Demo programs for the Talking Head Anime from a Single Image 2: More Expressive project.

Overview

Demo Code for "Talking Head Anime from a Single Image 2: More Expressive"

This repository contains demo programs for the Talking Head Anime from a Single Image 2: More Expressive project. Similar to the previous version, it has two programs:

  • The manual_poser lets you manipulate the facial expression and the head rotation of an anime character, given in a single image, through a graphical user interface. The poser is available in two forms: a standard GUI application, and a Jupyter notebook.
  • The ifacialmocap_puppeteer lets you transfer your facial motion, captured by a commercial iOS application called iFacialMocap, to an image of an anime character.

Try the Manual Poser on Google Colab

If you do not have the required hardware (discussed below) or do not want to download the code and set up an environment to run it, click this link to try running the manual poser on Google Colab.

Hardware Requirements

Both programs require a recent and powerful Nvidia GPU to run.
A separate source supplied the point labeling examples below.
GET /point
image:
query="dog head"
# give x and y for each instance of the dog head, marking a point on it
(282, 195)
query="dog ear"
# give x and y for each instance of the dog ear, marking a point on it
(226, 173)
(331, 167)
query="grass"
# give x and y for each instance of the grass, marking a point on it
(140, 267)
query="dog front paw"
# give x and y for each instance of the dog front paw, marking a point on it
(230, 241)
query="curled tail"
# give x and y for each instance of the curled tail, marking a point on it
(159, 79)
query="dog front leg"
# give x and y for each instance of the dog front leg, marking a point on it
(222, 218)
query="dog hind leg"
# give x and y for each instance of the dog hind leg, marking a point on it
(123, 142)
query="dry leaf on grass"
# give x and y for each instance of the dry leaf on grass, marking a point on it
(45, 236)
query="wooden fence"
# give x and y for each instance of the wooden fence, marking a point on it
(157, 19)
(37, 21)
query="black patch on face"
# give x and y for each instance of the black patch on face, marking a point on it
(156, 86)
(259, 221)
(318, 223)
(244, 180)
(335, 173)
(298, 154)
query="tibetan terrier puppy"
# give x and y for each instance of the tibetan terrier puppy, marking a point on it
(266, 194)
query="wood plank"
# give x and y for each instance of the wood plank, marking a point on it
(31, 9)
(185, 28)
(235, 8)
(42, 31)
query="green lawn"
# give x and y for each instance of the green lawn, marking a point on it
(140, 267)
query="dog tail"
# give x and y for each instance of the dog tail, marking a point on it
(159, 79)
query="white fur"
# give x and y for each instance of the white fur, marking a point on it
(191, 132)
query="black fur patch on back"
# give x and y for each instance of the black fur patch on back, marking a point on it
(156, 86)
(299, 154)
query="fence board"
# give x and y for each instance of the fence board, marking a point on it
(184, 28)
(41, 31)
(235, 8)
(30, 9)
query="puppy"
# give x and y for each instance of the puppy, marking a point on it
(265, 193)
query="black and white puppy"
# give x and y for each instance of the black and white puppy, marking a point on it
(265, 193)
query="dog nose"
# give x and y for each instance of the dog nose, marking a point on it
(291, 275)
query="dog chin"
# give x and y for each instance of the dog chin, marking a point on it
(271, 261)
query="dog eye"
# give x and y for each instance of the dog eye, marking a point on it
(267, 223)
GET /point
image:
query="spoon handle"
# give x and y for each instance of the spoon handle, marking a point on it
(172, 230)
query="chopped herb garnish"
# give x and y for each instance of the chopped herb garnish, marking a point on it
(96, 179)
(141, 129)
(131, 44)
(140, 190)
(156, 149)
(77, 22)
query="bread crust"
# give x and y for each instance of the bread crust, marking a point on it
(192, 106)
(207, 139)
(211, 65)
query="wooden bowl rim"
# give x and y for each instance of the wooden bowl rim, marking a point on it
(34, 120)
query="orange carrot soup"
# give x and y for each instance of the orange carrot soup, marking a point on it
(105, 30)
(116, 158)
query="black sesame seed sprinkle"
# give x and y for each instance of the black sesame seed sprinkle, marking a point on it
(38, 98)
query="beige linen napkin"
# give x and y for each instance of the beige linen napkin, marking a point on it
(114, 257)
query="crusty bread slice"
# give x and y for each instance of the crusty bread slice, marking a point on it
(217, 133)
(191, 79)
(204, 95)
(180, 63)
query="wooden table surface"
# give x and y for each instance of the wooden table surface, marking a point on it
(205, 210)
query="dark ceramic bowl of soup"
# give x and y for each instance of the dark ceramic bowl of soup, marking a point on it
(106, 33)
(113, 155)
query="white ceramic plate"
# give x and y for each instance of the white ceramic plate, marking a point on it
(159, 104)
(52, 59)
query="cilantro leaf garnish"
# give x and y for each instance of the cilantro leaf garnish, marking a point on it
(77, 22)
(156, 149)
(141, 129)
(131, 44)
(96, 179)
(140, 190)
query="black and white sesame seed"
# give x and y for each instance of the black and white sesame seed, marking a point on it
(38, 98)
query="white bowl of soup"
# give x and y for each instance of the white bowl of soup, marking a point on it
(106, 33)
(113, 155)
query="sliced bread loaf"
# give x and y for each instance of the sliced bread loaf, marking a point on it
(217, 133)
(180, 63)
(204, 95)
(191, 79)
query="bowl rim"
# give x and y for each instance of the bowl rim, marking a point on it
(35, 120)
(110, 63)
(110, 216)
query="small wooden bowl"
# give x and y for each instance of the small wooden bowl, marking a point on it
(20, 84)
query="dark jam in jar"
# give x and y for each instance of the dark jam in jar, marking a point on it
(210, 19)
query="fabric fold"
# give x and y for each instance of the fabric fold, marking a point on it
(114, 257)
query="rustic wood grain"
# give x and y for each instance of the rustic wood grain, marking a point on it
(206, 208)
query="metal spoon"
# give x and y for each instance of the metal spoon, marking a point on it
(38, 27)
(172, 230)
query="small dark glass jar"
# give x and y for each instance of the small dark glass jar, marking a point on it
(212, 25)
I could personally ran them at good speed with the Nvidia Titan RTX. However, I think recent high-end gaming GPUs such as the RTX 2080, the RTX 3080, or better would do just as well.
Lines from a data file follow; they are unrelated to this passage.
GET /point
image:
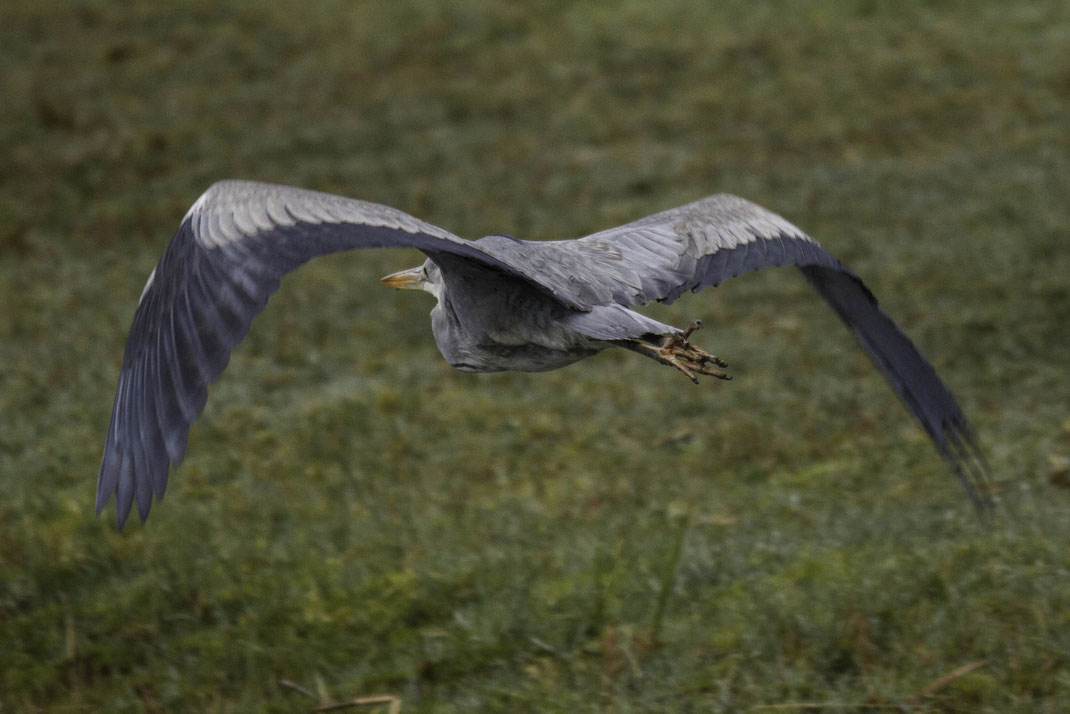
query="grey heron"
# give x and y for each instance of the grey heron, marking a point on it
(502, 303)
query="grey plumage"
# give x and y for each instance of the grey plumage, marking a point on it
(502, 304)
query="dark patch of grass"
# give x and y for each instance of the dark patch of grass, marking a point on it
(356, 517)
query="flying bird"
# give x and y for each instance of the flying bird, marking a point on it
(503, 304)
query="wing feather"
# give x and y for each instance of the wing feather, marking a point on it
(706, 242)
(230, 252)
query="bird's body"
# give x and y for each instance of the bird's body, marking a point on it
(502, 304)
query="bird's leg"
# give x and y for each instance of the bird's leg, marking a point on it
(676, 351)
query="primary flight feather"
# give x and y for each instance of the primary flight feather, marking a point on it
(502, 304)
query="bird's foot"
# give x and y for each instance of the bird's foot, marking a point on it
(677, 352)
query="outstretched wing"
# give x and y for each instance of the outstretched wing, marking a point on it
(228, 256)
(706, 242)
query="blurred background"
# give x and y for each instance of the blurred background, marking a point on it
(354, 517)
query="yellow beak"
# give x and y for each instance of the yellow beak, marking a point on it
(406, 279)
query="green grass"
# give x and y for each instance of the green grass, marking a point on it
(355, 517)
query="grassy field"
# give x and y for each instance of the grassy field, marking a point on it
(356, 518)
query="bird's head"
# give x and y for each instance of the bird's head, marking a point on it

The ifacialmocap_puppeteer requires an iOS device that is capable of computing blend shape parameters from a video feed. This means that the device must be able to run iOS 11.0 or higher and must have a TrueDepth front-facing camera. (See this page for more info.) In other words, if you have the iPhone X or something better, you should be all set. Personally, I have used an iPhone 12 mini.

Software Requirements

Both programs were written in Python 3. To run the GUIs, the following software packages are required:

  • Python >= 3.8
  • PyTorch >= 1.7.1 with CUDA support
  • SciPY >= 1.6.0
  • wxPython >= 4.1.1
  • Matplotlib >= 3.3.4

In particular, I created the environment to run the programs with Anaconda, using the following commands:

> conda create -n talking-head-anime-2-demo python=3.8
> conda activate talking-head-anime-2-demo
> conda install pytorch torchvision cudatoolkit=10.2 -c pytorch
> conda install scipy
> pip install wxPython
> conda install matplotlib

To run the Jupyter notebook version of the manual_poser, you also need:

  • Jupyter Notebook >= 6.2.0
  • IPyWidgets >= 7.6.3

This means that, in addition to the commands above, you also need to run:

> conda install -c conda-forge notebook
> conda install -c conda-forge ipywidgets
> jupyter nbextension enable --py widgetsnbextension

Lastly, the ifacialmocap_puppeteer requires iFacialMocap, which is available in the App Store for 980 yen. You also need to install the paired desktop application on your PC or Mac. (Linux users, I'm sorry!) Your iOS and your computer must also use the same network. (For example, you may connect them to the same wireless router.)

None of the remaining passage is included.